The delivery of the fetus must be given careful consideration. Some have advocated delivery of the fetus by elective caesarean section because this mode of delivery may improve the outcome for VLBW neonates, particularly where the fetus is a breech presentation (Gilady et al 1996). However, Grant & Glazener (2003) conclude that there is ‘not enough evidence to evaluate a policy for elective caesarean delivery for small neonates’.
In cases where vaginal delivery is the elected choice, an episiotomy is generally advocated and forceps may be used to facilitate the birth and so lessen the risk of intracranial haemorrhage.

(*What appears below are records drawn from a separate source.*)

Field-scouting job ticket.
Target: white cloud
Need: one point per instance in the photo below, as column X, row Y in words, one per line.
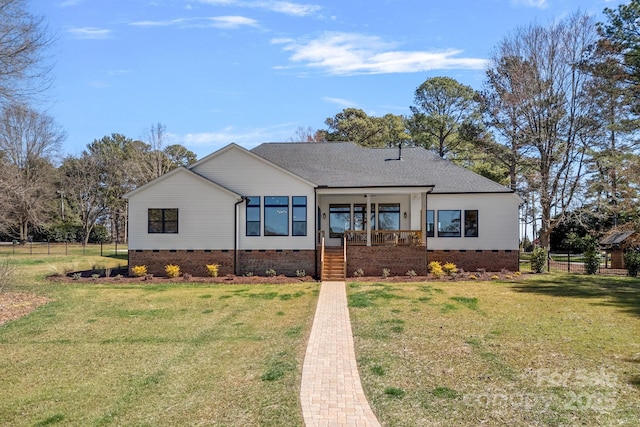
column 89, row 33
column 340, row 101
column 540, row 4
column 288, row 8
column 247, row 138
column 215, row 21
column 351, row 54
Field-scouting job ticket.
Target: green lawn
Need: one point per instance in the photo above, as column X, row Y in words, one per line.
column 154, row 354
column 543, row 350
column 551, row 350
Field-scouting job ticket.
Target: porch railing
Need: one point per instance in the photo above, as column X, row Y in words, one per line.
column 384, row 237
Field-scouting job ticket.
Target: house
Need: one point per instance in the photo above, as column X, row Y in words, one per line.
column 325, row 209
column 616, row 241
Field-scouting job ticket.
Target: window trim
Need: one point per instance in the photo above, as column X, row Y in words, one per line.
column 454, row 233
column 163, row 222
column 267, row 209
column 299, row 202
column 251, row 207
column 431, row 233
column 475, row 229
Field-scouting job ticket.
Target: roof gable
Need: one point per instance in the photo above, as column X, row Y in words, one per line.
column 169, row 175
column 345, row 164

In these circumstances care must be taken to ensure that the maternal medication such as analgesia does not compromise the fetus’s scope for initiation of spontaneous respiration at birth.
At birth
The delivery suite must be equipped for resuscitation of the neonate if this is needed. Ideally, an experienced paediatric team should be present during the delivery. Some neonates have weak respiratory muscles and immature respiratory centres both of which may cause difficulties in establishing effective respiration. In such circumstances, elective endotracheal intubation may improve the neonate’s chances of survival and well-being. Many of these neonates, although well at birth, go on develop respiratory, cardiovascular and gastrointestinal problems and a timely elective intervention may be advantageous.

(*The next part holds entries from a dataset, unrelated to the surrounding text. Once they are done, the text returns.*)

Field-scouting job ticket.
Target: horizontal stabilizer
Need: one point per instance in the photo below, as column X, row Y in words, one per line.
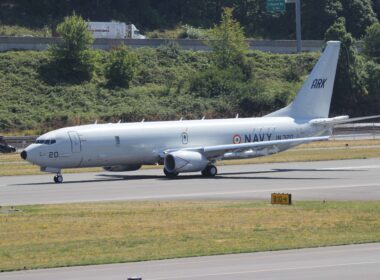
column 340, row 120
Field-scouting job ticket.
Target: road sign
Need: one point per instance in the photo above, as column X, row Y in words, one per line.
column 281, row 198
column 275, row 6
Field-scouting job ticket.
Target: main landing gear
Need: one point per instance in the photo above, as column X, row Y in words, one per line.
column 58, row 178
column 210, row 171
column 170, row 174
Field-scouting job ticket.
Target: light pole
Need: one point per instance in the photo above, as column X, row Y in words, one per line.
column 298, row 22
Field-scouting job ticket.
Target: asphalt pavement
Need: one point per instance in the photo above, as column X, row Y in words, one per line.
column 330, row 263
column 324, row 180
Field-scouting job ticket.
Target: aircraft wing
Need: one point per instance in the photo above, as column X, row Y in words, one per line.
column 218, row 152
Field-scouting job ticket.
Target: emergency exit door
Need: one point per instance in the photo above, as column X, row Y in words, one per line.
column 75, row 142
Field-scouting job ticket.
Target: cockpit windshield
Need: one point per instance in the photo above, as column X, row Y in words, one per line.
column 46, row 142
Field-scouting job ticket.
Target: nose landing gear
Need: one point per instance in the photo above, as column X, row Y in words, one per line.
column 210, row 171
column 58, row 179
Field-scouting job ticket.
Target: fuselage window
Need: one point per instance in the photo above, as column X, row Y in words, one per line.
column 46, row 142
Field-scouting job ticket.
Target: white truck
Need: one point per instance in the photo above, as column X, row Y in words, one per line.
column 114, row 30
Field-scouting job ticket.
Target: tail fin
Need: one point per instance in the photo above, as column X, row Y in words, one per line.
column 314, row 98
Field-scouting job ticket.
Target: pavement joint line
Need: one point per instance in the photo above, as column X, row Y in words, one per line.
column 351, row 167
column 267, row 270
column 190, row 195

The ambient temperature of the delivery suite and the neonatal unit should be no less than 24°C. As most of these neonates have limited or no subcutaneous adipose tissue, thermoregulation will be a problem and effective drying and warm swaddling are advocated. If the neonate’s respiratory and cardiovascular functions are satisfactory, the parents should be allowed to hold their baby. However, if the mother wishes to have a more direct skin-to-skin contact with her baby, then warm protective blankets may be required. If the neonate needs cardiopulmonary resuscitation, an overhead radiant heater should be used to ensure that the immediate vicinity is warm to prevent heat loss.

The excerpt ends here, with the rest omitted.